Gibbs v. King, 779 F.2d 1040, 1046 (5th Cir. 1986); Ordaz v.
Lynaugh, No. 93-4290 (5th Cir. April 15, 1994)**.
Dickerson maintains that the district court also erred in
dismissing his claims against supervisors brought under a theory
of respondeat superior for failure to state a claim. Recovery is
unavailable under 42 U.S.C. § 1983 on a theory of vicarious
liability. See Baskin v. Parker, 602 F.2d 1205, 1207-08 (5th
Cir. 1979). Dickerson has not shown that the supervisory
defendants actively participated in the deprivation of food or
that they instituted a policy of food deprivation that resulted
in an injury. Baker v. Putnal, 75 F.3d 190, 199 (5th Cir. 1996).
**
Unpublished opinions issued before January 1, 1996, have
precendential value. 5TH CIR. R. 47.5.3.
No. 00-20231
-3-
Dickerson contends that the district court erred in
dismissing his complaint without holding a hearing pursuant to
Spears v.
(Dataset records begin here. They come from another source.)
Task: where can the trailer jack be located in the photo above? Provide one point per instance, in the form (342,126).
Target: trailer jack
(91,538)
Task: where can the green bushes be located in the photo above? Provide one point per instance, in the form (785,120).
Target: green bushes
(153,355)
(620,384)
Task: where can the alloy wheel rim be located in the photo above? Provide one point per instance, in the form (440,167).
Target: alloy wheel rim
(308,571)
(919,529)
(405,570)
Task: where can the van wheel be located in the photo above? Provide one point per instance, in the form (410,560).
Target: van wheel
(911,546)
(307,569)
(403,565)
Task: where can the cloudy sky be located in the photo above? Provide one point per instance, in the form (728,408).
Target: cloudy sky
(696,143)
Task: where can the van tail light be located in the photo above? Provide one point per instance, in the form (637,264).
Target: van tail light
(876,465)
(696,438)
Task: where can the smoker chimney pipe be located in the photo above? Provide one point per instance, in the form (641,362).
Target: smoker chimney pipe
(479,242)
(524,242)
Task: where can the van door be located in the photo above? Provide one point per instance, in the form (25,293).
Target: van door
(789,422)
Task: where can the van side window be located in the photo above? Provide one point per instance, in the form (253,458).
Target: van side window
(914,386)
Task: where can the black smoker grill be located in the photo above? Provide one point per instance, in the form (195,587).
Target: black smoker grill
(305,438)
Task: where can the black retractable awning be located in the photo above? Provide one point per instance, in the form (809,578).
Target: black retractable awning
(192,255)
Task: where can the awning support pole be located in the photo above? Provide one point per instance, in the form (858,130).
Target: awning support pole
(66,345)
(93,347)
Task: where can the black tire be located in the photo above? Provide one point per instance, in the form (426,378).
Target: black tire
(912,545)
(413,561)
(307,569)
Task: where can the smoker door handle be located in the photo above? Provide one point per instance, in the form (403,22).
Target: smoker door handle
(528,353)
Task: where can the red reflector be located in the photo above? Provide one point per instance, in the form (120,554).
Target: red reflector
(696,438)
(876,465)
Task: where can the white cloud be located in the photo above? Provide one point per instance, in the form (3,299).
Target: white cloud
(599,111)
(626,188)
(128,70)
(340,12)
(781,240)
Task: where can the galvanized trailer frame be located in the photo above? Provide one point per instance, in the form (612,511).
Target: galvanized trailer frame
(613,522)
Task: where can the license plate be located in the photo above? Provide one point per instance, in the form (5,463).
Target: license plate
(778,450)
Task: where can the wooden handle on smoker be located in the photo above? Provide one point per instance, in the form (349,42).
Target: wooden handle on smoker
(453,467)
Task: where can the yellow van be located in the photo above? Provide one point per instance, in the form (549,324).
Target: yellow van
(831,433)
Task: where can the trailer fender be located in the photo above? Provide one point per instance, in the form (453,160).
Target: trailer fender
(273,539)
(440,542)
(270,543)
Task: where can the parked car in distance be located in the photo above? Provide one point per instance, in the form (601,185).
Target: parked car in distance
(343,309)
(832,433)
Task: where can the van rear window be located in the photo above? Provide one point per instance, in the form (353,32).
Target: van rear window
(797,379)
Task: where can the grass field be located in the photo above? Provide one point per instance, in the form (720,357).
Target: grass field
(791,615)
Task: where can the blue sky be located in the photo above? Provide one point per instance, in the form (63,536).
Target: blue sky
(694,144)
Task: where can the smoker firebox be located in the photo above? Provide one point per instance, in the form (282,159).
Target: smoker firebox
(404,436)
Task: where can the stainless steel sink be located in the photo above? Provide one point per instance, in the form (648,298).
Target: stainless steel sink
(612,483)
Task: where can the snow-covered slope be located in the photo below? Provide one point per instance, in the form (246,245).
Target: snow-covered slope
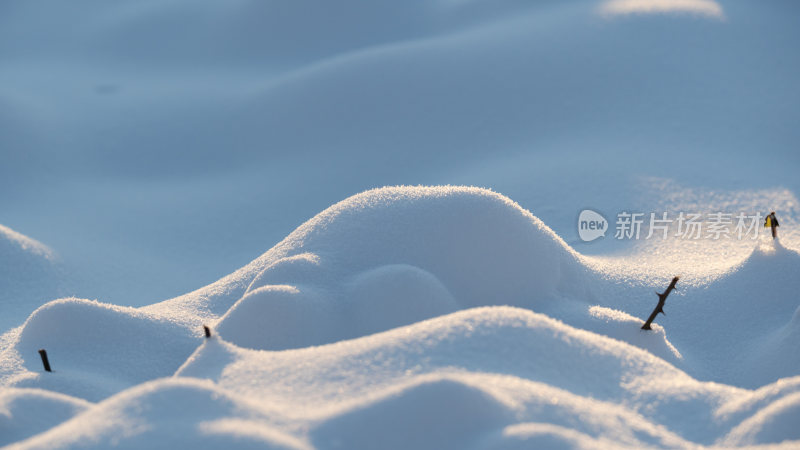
(30,274)
(139,138)
(426,317)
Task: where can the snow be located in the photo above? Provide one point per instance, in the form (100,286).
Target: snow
(152,151)
(381,322)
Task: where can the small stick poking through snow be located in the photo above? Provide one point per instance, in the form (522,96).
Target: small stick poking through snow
(662,298)
(45,362)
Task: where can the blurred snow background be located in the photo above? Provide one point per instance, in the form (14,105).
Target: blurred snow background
(186,137)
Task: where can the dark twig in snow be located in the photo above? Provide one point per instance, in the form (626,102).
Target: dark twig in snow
(662,298)
(45,362)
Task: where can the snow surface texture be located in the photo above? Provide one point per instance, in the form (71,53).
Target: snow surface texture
(413,317)
(185,137)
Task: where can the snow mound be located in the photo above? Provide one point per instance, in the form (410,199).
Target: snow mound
(393,256)
(29,275)
(97,349)
(26,412)
(501,340)
(428,415)
(524,368)
(172,413)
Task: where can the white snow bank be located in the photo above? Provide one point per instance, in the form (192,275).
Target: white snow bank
(26,412)
(393,256)
(29,275)
(95,349)
(173,413)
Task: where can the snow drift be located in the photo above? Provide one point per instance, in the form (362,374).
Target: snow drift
(387,307)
McCotter, 766 F.2d 179, 181-82 (5th Cir. 1985), and
without permitting him to amend his complaint. This court cannot
say that Dickerson’s allegations, if developed further, “might
have presented a nonfrivolous section 1983 claim.” Eason v.
Thaler, 14 F.3d 8, 9 (5th Cir. 1994). Further development is
therefore unnecessary. Id. The district court’s dismissal of
Dickerson’s complaint is AFFIRMED.
Dickerson has also requested appointment of counsel. He has
failed to show that exceptional circumstances warranting such an
appointment exist. See Ulmer v. Chancellor, 691 F.2d 209, 212
(5th Cir. 1982). The motion is DENIED.
AFFIRMED; MOTION FOR APPOINTMENT OF COUNSEL DENIED.